To compare, here are the audience's post-match responses to the other three teams victorious on that day. In order, they are the audience's response to Dark Passage, Fenerbahçe, and Istanbul Wildcats:
Aside from a couple of Fenerbahçe fans cheering for their team, the audience response is the same: polite applause. Even directly after the match between Dark Passage and Beşiktaş Esports, prior to which the two chants happened, the crowd behaves politely. It fits perfectly in the hole that's in the audio for SuperMassive's fan greeting. As our source said: "It's unlikely that they'll mute only for a couple of seconds. [It] was probably an unlucky situation, because the caster's voice was echoing at that exact moment."
The community's vigilance is understandable. When Blizzard Entertainment banned Hong Kong player Blitzchung in October, the gaming community was rudely reminded that game publishers are businesses at the end of the day. Shortly after, at the League of Legends World Championship 2019, Riot Games was criticized as casters kept abbreviating the team name 'Hong Kong Attitude' to 'HKA' after the company had instructed all involved with the broadcast not to discuss anything political. It turned out to be blown out of proportion, but the tone was set: gamers, especially esports fans, would no longer tolerate censorship.
Still, when adding everything up, the community's response seems like a gross overreaction. The production appears to be done in the same way it's always done, as we could judge from listening to snippets of other days.

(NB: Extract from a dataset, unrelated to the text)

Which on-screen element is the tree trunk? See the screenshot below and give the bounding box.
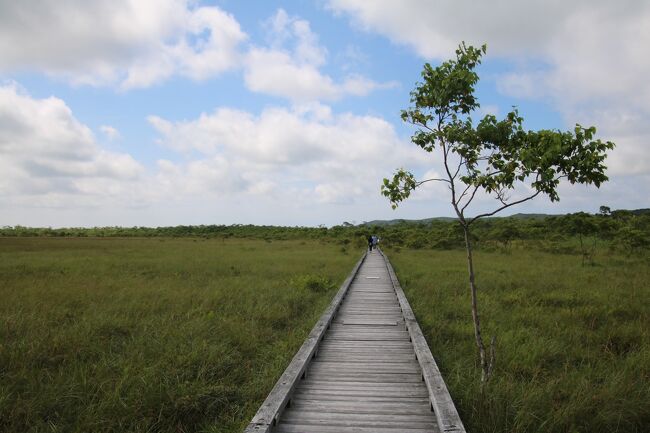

Instead of Riot Games Turkey silencing the crowd, it's likely that a bunch of friends felt brave and started the "Zeitnot ban!" chant twice to see if they could get other attendees to join them. When that didn't work out, they resorted to just enjoying the games they came to watch. The drop in audio was an unfortunate incident and was far too brief and random to come even close to censorship.